そろそろインプットにも飽きてきたころではないでしょうか。だんだんと行動にむけて進んでいくことにしましょう。

ヤメ大では学生のみなさんに、ただ「勉強になった」と満足してもらいたくありません。あくまで実践のための学びです。「自分だったらこんな風に社長を終える」とイメージを描き、実現するための具体的な策まで見えるようになっていただくことが理想です。

今回の講義は、社長の内面にフォーカスしてみたいと思います。

目次

正しいだけでは動けない

私のコンサルタントとしてのキャリアは、司法書士という法律系の資格からスタートしました。

だから初期のころは、法律の「技」に関係する提案がメインでした。
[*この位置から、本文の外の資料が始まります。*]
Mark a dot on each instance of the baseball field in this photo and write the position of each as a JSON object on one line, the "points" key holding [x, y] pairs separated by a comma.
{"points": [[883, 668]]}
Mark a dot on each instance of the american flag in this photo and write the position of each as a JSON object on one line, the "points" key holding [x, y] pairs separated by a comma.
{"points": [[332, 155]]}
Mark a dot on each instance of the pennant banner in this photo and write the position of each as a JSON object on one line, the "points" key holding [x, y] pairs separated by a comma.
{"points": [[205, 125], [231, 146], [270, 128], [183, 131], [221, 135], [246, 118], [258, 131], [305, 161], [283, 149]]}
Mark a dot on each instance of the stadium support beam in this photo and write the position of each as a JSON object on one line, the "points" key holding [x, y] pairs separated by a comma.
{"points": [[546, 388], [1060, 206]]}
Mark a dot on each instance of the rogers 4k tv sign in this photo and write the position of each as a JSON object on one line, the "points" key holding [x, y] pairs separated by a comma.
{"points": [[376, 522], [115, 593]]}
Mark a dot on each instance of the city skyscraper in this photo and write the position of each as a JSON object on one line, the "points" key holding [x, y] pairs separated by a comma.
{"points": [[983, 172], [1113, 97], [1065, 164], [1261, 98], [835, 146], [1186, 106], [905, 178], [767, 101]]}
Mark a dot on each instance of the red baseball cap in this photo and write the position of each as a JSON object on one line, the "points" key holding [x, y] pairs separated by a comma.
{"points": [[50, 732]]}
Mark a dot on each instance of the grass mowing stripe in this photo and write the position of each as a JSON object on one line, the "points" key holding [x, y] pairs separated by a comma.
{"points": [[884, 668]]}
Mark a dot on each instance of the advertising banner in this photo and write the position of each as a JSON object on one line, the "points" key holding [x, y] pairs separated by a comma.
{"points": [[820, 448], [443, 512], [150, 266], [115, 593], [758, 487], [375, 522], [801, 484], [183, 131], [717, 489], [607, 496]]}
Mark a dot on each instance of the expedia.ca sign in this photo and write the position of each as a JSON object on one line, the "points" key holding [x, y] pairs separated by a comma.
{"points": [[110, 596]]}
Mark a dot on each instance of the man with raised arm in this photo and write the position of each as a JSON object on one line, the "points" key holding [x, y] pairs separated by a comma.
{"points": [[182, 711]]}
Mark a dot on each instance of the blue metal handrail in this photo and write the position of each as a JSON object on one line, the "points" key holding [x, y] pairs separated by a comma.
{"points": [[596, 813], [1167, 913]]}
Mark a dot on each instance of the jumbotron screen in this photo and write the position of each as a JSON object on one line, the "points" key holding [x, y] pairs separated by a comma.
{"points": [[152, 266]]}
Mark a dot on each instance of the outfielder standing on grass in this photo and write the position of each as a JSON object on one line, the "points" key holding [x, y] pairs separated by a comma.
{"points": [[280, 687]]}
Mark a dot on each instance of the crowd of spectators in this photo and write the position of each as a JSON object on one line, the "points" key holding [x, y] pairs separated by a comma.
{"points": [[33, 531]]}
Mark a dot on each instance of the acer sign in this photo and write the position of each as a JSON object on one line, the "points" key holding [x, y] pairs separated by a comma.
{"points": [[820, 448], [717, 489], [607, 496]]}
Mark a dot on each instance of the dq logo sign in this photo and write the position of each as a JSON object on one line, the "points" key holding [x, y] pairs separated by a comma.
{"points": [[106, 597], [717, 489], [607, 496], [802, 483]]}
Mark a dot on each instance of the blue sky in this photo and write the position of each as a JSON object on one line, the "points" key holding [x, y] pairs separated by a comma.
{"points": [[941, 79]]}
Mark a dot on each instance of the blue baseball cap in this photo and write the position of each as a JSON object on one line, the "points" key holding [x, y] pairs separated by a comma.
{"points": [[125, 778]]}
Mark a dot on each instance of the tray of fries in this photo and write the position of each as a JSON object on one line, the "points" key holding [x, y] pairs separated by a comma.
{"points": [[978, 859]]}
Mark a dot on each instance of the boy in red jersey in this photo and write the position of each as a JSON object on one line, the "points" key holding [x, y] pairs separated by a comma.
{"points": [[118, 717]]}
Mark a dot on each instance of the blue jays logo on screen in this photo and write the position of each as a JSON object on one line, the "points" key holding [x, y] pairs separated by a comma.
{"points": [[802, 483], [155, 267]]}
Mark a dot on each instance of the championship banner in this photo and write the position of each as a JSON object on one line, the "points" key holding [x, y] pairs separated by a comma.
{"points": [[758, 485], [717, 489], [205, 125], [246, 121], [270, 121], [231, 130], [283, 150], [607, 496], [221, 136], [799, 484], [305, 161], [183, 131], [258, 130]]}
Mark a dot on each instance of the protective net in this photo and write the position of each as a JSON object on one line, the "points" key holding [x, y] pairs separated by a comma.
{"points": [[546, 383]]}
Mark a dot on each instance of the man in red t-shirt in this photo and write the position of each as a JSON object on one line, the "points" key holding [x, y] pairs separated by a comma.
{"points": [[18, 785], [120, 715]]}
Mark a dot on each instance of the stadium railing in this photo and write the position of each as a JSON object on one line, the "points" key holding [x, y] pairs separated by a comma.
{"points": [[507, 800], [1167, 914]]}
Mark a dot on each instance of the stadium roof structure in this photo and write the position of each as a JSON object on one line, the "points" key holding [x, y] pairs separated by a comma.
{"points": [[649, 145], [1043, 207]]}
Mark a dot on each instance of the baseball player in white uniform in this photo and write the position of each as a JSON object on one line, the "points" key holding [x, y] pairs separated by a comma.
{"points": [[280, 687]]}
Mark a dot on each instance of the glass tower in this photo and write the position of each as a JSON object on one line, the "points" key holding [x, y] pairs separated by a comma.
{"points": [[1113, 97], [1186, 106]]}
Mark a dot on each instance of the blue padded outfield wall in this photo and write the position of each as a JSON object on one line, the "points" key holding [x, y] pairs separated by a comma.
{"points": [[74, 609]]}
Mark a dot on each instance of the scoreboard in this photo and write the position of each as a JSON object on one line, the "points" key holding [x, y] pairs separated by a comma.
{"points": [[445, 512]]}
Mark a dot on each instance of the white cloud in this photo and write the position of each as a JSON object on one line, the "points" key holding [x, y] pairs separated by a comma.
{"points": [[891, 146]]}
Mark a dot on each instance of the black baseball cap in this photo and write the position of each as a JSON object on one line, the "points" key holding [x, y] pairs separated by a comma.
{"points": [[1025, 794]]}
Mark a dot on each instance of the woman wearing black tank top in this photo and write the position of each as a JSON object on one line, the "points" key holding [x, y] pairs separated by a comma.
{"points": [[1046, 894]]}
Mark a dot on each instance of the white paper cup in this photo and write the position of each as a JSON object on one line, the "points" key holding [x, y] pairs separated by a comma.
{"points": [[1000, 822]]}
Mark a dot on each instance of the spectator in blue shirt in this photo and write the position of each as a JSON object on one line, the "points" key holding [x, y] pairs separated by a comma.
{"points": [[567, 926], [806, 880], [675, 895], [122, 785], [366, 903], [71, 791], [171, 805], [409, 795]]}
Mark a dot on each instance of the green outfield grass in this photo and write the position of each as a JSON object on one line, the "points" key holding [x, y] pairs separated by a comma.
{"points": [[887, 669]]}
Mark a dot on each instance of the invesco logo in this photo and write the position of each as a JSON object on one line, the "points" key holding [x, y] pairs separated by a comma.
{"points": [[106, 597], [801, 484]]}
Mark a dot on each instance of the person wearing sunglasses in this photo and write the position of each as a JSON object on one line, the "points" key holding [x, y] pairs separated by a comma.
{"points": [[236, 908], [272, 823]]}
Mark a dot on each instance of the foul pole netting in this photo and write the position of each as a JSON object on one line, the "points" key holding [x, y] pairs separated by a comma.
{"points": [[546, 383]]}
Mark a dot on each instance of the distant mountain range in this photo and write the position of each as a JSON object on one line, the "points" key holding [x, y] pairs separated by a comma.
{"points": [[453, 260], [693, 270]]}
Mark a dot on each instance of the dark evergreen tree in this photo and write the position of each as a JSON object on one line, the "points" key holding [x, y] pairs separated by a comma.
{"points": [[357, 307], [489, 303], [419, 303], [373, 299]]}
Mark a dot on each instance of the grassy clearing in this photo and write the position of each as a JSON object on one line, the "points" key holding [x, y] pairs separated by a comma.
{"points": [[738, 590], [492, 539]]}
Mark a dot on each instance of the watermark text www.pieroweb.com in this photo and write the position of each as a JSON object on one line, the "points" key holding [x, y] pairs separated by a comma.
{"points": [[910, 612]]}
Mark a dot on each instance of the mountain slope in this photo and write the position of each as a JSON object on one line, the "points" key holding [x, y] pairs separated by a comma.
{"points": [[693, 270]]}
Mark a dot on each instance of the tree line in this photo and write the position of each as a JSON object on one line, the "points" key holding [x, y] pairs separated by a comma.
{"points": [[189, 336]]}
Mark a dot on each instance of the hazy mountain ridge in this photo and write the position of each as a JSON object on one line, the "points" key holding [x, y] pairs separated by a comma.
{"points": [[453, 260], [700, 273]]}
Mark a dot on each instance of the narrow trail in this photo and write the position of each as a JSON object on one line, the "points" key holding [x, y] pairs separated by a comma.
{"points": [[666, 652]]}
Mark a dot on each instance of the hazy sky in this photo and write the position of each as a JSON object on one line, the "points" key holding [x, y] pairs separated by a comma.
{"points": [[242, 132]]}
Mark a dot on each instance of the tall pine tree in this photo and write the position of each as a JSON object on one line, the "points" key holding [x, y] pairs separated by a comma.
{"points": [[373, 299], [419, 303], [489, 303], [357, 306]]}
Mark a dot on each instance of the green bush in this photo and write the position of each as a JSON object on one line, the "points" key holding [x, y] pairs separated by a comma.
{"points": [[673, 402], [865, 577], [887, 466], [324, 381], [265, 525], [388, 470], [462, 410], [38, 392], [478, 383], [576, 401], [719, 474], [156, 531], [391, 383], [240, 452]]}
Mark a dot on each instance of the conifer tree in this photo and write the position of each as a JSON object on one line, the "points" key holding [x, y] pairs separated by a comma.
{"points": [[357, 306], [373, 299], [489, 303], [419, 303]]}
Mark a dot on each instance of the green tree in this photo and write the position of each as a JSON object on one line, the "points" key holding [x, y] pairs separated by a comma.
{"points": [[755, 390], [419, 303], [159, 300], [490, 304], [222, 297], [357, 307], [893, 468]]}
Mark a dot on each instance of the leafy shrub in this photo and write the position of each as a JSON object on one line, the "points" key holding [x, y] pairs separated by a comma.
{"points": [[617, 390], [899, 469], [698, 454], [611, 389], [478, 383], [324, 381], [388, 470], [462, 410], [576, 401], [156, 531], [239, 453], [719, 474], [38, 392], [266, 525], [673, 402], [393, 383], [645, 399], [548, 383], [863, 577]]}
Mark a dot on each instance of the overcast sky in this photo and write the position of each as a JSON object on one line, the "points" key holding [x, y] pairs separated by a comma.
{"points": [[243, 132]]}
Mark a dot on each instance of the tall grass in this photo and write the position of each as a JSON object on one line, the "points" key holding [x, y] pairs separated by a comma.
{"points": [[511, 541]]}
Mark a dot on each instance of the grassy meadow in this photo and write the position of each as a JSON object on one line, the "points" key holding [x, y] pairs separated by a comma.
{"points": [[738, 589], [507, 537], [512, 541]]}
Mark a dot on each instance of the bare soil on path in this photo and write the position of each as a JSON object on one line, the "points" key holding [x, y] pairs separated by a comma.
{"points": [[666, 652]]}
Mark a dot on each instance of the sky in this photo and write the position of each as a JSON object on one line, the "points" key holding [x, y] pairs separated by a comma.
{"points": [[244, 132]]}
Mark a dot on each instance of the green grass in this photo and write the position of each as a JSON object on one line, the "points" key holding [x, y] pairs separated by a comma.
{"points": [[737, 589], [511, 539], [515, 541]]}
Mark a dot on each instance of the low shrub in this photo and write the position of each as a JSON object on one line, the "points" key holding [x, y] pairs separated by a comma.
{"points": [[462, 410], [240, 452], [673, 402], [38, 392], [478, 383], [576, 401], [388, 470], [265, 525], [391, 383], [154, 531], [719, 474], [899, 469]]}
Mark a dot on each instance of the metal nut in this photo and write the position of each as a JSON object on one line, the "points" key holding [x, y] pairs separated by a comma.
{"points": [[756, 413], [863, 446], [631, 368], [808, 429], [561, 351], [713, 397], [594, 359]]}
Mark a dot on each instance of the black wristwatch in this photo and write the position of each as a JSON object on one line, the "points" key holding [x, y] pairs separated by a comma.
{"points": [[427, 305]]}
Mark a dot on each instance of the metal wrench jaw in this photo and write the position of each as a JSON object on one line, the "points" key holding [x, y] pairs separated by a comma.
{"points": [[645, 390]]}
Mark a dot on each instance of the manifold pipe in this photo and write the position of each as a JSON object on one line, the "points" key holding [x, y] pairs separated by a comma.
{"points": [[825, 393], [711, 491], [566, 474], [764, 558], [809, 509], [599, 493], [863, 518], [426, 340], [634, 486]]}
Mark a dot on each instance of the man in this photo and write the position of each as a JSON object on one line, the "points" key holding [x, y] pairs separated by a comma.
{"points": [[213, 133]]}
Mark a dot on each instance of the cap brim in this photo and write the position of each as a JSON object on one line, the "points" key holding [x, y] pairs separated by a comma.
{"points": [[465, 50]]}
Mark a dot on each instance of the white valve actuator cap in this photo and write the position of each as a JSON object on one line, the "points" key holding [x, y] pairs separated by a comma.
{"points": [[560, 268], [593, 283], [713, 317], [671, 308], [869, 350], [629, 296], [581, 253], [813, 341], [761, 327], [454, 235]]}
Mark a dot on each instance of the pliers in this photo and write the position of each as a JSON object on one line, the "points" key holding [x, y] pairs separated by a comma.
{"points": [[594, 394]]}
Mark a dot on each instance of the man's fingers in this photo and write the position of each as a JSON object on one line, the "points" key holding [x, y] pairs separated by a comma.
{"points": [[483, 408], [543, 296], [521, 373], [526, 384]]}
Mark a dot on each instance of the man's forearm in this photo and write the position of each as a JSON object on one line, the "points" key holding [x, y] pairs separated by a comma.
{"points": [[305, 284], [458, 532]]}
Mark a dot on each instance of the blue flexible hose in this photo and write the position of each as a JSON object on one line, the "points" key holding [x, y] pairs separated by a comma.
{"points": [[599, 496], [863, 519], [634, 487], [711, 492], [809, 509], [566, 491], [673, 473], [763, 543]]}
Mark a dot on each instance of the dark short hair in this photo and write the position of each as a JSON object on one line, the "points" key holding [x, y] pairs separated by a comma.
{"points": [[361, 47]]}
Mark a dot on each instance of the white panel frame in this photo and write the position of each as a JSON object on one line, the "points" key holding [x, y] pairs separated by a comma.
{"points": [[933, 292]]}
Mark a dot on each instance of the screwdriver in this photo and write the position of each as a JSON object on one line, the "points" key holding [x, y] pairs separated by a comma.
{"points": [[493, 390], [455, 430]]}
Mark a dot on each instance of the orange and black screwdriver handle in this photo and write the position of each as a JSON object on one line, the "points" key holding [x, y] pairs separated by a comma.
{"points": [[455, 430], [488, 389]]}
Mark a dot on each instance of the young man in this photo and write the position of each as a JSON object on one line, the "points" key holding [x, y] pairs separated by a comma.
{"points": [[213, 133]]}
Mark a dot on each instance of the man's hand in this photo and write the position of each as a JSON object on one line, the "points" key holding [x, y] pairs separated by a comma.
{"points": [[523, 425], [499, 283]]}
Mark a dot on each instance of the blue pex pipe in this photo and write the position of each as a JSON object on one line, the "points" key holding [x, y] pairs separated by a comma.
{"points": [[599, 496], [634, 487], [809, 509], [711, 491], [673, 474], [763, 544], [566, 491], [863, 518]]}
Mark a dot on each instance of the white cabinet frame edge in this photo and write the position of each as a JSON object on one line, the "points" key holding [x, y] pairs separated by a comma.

簡単なたとえでは「子供たちが揉めないように遺言を書きましょう」みたいな感じです。

検討に検討を重ね、自分ではベストだと思った提案をしました。なかには、状況からして「これ以外の道はありえない」と感じながら、提案したことも多々ありました。
ところが予想に反して、受け入れてもらえないことがありました。

また「いいですね」とクライアントからも賛同されたのに、実際には動いてもらえないケースもありました。

「なぜだ?」

理屈は間違っていないのです。
場数を踏み、そんな不可解な経験をいくつも重ねるうちに、その原因がおぼろげに見えてきました。クライアントである社長の内面に、問題があると気がついたのです。

それは理屈の問題ではなく、感情の問題でした。
私からの提案は、法律や数字をよりどころとして提案を組み立てていたので、内容は正しいものだったでしょう。しかし、社長がそれを受け入れられるか、やりたいと思うかは、別の話だったわけです。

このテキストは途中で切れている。